AN: I have a few of these little moments pre-written and it's just a matter of digitizing them, and pacing myself so that you, my lovely readers, do not become inundated with the first pile and then have to wait forever for the rest.

Once again, I do not own the show, I do not own the song. I do, however, hold complete ownership over my verbosity and excitable use of the common comma.


But my brain knows better...

Dr. Temperance Brennan was not just a bestselling author, though she did like to tout that point. She was also a highly regarded anthropologist. And not just any old anthropologist. Oh, no. She was a forensic anthropologist. A woman of hard science. By way of the very nature of the study of anthropology, she was familiar with many religions and spiritual customs; and as an firm and devout empiricist, she didn't submit credence to any of them.

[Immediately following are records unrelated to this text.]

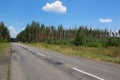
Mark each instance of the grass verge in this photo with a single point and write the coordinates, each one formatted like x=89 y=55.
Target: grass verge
x=8 y=71
x=3 y=47
x=110 y=54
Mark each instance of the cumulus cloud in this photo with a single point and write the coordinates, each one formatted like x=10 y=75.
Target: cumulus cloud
x=13 y=32
x=105 y=20
x=56 y=6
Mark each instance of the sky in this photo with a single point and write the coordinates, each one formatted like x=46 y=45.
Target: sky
x=101 y=14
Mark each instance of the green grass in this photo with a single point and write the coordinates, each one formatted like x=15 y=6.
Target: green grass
x=110 y=54
x=8 y=71
x=3 y=47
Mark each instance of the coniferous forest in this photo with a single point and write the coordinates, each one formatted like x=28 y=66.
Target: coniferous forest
x=82 y=35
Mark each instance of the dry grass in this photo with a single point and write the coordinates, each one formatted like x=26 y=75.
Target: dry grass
x=110 y=54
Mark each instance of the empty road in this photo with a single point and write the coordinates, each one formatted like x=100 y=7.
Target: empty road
x=29 y=63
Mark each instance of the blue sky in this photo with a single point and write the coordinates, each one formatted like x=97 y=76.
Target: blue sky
x=102 y=14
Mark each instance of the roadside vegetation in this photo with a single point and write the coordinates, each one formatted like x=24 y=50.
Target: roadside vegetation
x=4 y=52
x=82 y=41
x=111 y=54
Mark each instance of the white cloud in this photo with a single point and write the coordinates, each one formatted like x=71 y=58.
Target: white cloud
x=105 y=20
x=56 y=6
x=13 y=32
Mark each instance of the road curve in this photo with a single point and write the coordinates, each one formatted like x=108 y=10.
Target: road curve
x=29 y=63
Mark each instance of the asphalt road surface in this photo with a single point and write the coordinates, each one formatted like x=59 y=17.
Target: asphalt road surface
x=29 y=63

No, if she were to subscribe to any formal spirituality, hers would be the altar of logic and truth; her psalms the the writ of Descartes, her readings from the work of the Vienna Circle.

In her world, every action and naturally, it's equal and opposite reaction, could be rationalized by a combination of chemical synapses as affected by environmental and chemical stimuli. Black was black, white was white, there was no room for an 'in between'. Black was the absence of light; white, it's overflowing counterpart. There was true, and untrue; yes and no. No space in her world for conjecture and guessing, no time to think with organs not firmly implanted in the cranium. If a man broke a law, that was bad; he was bad. A child who kicked a dog or tagged a wall was wrong. In all honesty, it was a matter of great simplicity; it allowed her to do her job, and helped her search for answers.

So why was it, then, that rational thought failed her when it came to the questions she found weighing the heaviest on her mind, of late? Escaping the realm of her mental processes were the very questions that drove her to be her very best-- to not just write, but write with critical acclaim; to work on a team with one of the best close rates in FBI history: Who was she, really? Were her parents good? If not, what did that make her? Everything she'd ever known taught her that criminals were wrong, and wrong was bad. This gray area... it was not behooving her at all. And what would have happened if Russ had stayed? Her parents? What if she had known other family members?

Of course, by the time she had begun to allow such rambling 'what ifs' to float through her overpowered rational mind, her internal struggle intensified to gale force. Her logical self dismissed such rear-facing conjecture and worried those musings to be useless and base-- they served no purpose, held no truth, added no facet understanding to her life. The 'human' side of her, the heart to her logical brain (spurred into gear by one mister Special Agent Seeley Booth, naturally), tended to wonder-- well, just to wonder. How could it have been? Who would she have ended up?

Oh, and oh. She couldn't even begin to allow herself to fall into that line of thought. Heh, Seeeeeley Booth. Oh, no, not that, not now. Ah, the science in her objectively found that philosophy is, well, best left to philosophers. And matters of the heart? Best left to heart people.

And with that thought, she figuratively stood and dusted herself off, and trained her thoughts back to science.

Ah, the calming cool of truth and reason.